Jean Alesi pakt de leiding in Phoenix 1990 met de Tyrrell 018.

Jean Alesi pakt de leiding in Phoenix 1990 met de Tyrrell 018.

Die wagen bleek een schot in de roos, mede dankzij een vernieuwende voorophanging, met een podium voor Michele Alboreto in Mexico. De 018 vormde de basis voor een aerodynamisch vernieuwende 019. Die was op mechanisch vlak niet zo verschillend, maar was de wagen waarop de hoge neus van Migeot werd toegepast. Dat concept had de Fransman in de windtunnel van de universiteit van Southampton verder bestudeerd.

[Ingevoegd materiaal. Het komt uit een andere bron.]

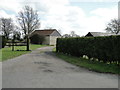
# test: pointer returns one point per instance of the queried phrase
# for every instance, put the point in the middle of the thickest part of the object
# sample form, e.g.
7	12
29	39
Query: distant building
51	35
95	34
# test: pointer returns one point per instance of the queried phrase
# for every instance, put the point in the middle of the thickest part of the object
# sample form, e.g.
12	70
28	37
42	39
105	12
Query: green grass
7	53
91	65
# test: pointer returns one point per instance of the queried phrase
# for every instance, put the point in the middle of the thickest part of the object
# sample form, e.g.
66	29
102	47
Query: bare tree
113	26
6	26
29	21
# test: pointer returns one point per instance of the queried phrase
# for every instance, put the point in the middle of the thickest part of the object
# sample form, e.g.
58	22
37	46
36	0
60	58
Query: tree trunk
28	43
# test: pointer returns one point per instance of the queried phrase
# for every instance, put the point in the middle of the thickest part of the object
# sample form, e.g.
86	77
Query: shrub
106	49
37	39
2	41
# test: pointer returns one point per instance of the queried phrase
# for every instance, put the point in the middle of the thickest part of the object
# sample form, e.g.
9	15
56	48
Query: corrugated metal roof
44	32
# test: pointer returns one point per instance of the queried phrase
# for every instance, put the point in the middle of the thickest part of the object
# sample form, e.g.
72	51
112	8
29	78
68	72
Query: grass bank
88	64
7	53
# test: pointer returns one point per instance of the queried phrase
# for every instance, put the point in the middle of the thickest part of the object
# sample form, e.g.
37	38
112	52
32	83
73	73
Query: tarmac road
42	69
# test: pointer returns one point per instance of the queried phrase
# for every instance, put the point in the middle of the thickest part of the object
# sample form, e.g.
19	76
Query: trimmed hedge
37	39
3	41
106	49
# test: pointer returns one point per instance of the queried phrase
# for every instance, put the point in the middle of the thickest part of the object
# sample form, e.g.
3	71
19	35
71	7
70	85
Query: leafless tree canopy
6	26
113	26
28	19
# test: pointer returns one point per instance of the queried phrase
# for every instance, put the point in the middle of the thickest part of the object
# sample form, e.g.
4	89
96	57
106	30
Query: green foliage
91	65
3	41
105	49
37	39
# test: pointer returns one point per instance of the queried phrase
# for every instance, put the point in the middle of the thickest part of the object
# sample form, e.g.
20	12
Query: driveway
42	69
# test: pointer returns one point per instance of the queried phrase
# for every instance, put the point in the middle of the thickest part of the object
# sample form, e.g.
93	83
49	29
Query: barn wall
47	40
53	40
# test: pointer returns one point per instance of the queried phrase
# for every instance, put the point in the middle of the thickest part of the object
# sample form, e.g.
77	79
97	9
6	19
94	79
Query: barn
50	35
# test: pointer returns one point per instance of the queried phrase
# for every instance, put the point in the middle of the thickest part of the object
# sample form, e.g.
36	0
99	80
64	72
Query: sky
81	16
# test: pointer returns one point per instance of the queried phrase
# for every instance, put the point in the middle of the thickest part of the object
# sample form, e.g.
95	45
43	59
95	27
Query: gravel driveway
42	69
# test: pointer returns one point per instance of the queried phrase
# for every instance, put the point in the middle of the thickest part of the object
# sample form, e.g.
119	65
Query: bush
2	41
37	39
106	49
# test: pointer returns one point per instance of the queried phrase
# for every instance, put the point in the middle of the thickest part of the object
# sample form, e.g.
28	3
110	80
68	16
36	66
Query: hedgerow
106	49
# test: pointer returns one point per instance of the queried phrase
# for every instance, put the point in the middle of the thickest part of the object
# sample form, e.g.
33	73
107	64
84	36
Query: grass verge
7	53
91	65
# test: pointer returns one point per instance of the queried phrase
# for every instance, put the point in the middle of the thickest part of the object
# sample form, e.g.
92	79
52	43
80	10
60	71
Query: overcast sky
81	16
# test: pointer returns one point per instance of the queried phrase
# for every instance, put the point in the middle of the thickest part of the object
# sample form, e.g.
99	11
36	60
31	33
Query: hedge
105	48
2	41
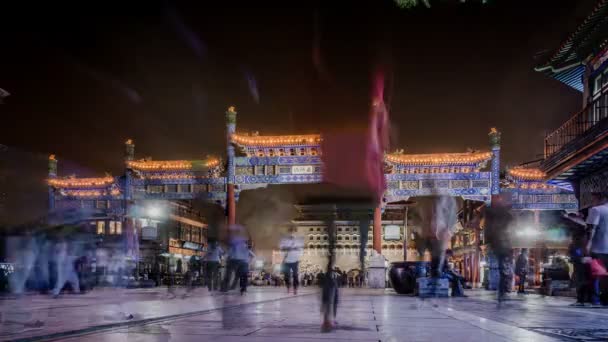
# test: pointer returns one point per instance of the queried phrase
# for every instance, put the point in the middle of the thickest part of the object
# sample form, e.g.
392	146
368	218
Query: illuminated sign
149	233
192	245
392	232
302	169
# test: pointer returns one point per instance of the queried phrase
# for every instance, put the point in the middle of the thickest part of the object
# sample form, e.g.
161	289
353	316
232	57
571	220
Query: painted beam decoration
531	191
296	159
454	174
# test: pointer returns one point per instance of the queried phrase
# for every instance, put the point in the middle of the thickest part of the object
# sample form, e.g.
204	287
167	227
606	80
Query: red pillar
231	205
377	230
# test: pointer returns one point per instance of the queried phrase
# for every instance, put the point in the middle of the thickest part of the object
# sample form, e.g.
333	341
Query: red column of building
377	230
231	205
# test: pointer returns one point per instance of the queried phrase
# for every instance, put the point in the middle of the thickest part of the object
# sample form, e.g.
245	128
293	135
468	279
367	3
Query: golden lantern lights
171	176
84	193
212	162
160	165
440	158
90	193
247	140
527	174
80	182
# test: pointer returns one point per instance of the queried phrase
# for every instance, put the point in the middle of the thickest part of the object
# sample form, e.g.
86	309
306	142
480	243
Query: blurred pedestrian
521	270
239	257
65	258
438	218
212	263
497	221
581	269
329	300
597	224
291	245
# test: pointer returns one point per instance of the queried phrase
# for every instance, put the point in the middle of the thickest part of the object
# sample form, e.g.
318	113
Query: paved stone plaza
266	314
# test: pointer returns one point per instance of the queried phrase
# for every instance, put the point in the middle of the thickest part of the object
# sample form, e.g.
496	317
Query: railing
579	124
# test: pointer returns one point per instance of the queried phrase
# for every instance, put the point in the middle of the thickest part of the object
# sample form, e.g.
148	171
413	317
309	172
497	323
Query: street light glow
154	211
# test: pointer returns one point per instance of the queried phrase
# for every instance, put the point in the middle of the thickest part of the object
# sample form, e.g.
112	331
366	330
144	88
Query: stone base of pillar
376	278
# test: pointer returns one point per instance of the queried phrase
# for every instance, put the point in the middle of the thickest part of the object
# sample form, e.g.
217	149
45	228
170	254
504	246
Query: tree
407	4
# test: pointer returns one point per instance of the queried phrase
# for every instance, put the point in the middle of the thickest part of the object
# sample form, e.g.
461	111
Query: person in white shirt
291	245
597	223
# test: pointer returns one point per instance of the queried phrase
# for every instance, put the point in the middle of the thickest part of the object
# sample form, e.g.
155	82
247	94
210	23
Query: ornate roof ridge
527	173
163	165
88	182
439	158
275	140
568	43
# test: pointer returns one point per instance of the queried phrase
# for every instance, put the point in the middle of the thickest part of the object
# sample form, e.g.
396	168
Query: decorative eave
527	174
92	193
567	63
173	165
472	159
276	140
81	183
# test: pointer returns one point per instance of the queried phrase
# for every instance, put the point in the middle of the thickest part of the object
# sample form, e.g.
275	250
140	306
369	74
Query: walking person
65	259
239	257
521	270
497	222
597	225
291	245
581	269
213	259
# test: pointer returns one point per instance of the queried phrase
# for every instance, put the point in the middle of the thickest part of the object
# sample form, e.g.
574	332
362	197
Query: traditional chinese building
576	153
150	205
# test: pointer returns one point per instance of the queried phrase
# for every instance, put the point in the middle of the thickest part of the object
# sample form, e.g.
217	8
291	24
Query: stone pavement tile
135	337
314	332
505	330
424	324
60	317
471	334
281	339
164	329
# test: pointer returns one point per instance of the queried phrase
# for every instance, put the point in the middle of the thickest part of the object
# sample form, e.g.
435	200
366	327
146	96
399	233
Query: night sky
84	79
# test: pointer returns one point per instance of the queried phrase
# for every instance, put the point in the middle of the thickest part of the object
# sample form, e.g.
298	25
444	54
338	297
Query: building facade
576	153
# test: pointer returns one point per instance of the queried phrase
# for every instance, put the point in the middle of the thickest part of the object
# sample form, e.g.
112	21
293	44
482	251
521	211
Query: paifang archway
290	159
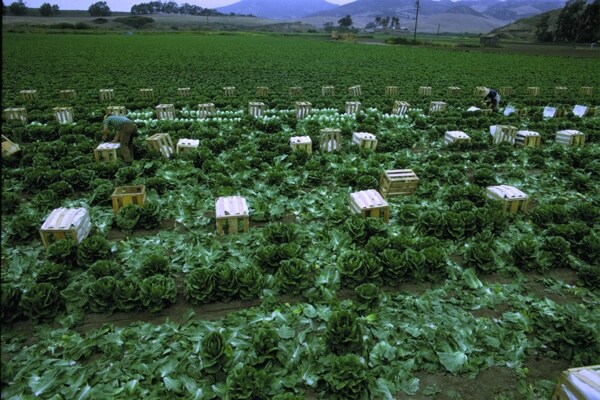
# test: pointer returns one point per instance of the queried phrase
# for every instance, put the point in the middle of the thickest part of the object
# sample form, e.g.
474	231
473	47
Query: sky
125	5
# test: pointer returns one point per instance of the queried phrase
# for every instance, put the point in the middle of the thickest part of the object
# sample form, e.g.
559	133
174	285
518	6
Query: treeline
578	21
171	7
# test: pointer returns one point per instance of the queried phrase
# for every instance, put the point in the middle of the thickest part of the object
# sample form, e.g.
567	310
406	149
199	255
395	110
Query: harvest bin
66	223
126	195
578	383
232	214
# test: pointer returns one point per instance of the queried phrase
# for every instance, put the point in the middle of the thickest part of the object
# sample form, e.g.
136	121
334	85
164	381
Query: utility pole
416	21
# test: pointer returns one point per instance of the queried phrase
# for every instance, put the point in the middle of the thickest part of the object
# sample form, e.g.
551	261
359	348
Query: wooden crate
161	142
355	90
560	91
116	110
205	109
229	91
425	90
16	114
578	383
369	203
398	182
571	138
295	91
454	90
66	223
328	91
68	94
437	106
506	91
392	90
503	133
353	107
106	94
29	95
9	148
528	139
256	109
512	198
301	143
480	91
400	107
64	115
331	139
147	94
106	152
185	145
126	195
165	111
262	91
303	108
184	92
364	140
456	136
231	212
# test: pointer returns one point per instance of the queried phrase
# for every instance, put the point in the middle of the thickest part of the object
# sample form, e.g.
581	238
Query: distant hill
277	9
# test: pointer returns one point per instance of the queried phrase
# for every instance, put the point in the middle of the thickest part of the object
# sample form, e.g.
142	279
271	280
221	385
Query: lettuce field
452	298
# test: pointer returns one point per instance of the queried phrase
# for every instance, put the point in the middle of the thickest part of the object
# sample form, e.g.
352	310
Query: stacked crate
162	143
503	133
301	143
400	107
106	152
9	148
528	139
331	139
328	91
116	110
425	90
165	111
231	212
392	90
369	203
205	109
64	115
353	107
355	90
256	109
571	138
106	94
303	108
456	137
66	223
512	198
16	114
29	95
364	140
398	182
185	145
126	195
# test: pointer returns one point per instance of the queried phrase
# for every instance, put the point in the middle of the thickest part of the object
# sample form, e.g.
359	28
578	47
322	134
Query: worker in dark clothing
126	130
492	98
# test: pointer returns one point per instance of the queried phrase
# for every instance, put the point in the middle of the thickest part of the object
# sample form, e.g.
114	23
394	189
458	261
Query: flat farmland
453	297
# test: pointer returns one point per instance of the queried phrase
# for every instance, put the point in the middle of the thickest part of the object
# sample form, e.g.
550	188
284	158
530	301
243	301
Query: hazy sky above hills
116	5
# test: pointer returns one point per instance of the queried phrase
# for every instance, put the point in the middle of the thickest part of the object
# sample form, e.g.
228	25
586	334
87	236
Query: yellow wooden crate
126	195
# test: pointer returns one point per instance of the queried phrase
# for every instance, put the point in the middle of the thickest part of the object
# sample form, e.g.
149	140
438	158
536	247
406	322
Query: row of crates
356	90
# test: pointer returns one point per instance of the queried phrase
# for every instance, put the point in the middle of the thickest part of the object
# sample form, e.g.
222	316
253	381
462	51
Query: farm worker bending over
492	97
126	130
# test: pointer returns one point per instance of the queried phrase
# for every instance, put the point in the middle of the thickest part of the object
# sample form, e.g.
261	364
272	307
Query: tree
99	9
47	10
18	8
346	22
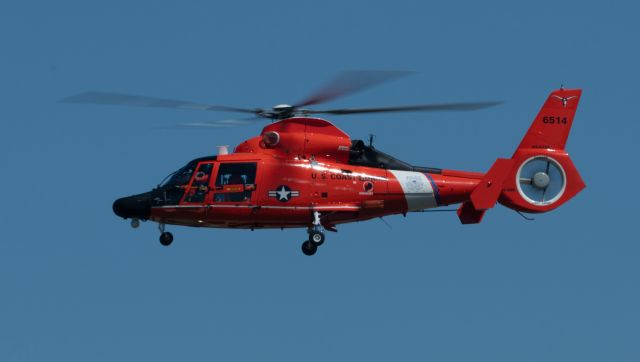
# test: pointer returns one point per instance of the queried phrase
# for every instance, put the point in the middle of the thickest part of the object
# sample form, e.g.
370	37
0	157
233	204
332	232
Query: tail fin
540	176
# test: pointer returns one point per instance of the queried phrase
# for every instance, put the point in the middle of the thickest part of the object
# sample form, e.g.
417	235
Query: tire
166	238
309	248
316	238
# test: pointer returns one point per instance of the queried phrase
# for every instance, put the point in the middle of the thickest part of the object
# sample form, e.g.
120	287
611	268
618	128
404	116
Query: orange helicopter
304	172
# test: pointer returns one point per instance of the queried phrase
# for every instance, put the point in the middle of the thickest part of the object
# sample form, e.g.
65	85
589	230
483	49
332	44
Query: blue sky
79	284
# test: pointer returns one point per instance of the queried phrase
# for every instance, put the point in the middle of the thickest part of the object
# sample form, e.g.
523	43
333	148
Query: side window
200	183
235	181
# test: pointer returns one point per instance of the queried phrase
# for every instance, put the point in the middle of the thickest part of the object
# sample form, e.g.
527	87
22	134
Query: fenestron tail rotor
541	180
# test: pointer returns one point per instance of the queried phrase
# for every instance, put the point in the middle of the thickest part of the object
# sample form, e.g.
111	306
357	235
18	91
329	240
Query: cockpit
362	155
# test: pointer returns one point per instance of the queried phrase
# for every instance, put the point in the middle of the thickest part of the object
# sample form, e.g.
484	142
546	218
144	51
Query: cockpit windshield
183	175
180	177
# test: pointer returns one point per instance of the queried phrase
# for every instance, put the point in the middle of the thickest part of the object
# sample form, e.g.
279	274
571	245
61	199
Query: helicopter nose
137	206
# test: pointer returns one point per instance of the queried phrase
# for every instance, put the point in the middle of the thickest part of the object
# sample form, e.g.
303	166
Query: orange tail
539	176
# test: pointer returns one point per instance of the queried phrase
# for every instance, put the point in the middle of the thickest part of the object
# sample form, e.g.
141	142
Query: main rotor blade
121	99
216	124
470	106
350	82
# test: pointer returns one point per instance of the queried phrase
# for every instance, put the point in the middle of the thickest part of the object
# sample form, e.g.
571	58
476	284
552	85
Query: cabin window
235	182
200	184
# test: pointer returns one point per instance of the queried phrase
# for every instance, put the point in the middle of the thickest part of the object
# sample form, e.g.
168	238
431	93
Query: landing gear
166	238
316	236
309	248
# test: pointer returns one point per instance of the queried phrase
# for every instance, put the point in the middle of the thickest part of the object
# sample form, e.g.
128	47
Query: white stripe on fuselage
417	189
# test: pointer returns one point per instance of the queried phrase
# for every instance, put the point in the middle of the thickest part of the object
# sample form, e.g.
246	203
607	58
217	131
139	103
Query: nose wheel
166	238
309	248
316	236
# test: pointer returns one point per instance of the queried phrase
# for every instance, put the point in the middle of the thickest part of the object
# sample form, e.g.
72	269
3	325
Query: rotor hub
541	180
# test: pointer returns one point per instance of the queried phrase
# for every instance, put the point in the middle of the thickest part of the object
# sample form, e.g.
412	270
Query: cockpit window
200	185
182	176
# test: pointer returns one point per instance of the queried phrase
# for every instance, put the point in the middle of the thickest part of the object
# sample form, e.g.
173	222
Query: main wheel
166	238
316	238
309	248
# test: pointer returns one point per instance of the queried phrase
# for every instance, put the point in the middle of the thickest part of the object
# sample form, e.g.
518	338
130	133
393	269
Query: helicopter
302	171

“Jean Alesi was heel tevreden met de 018 en zo had ik bijna een jaar de tijd in de windtunnel om mijn idee van de hoge neus uit te werken”, legde Migeot uit. Het eindresultaat waren twee afzonderlijke vleugels zonder tussenstuk en met een diagonale verbinding met de neus. “Die ‘gull wing’ was eigenlijk een puur esthetische keuze. Er was geen verschil met een neus met verticale verbindingen. Wat het grootste verschil maakte was het feit dat we het centrale tussenstuk hadden verwijderd. Toen zagen we een enorme toename in downforce. Ik zei: ‘Oh, de windtunnel is vast kapot. Laten we alles eens controleren.’ Maar nee, er was gewoon een enorme verbetering aan de vloer. Elke andere ontwerper had em voor gek verklaard, want we moesten ook de positie van de voeten van de rijder verhogen en dus het zwaartepunt verhogen. Harvey zei: ‘Als het werkt in de windtunnel, dan zal het ook op het circuit werken.’”

Tyrrell begon nog met de oude 018 aan het seizoen 1990. Alesi reed zelfs een halve race aan de leiding in de openingsrace van Phoenix en pakt er een tweede plaats na Ayrton Senna. De 019 debuteerde met een zesde plaats van Alesi in Imola, gevolgd door een glansrol in de Monaco Grand Prix. Alesi kwalificeerde zich in de straten van het prinsdom als derde en kwam andermaal na Senna als tweede over de finish.

Het succes kwam niet alleen door de voorvleugel, maar ook door de innovatieve en geheime voorophanging, zo verklapt Migeot. “Dit is wellicht iets wat niemand weet, maar we hadden een elektrisch mechanisme in de voorophanging waarmee de rijder de neus met enkele millimeters kon verhogen of verlagen voor elke bocht. Dit was nog voor de actieve ophanging. De monoshock, een enkele schokdemper, was nog ingewikkelder. Op circuits zoals Monaco en Phoenix was die voorophanging gewoon magisch.”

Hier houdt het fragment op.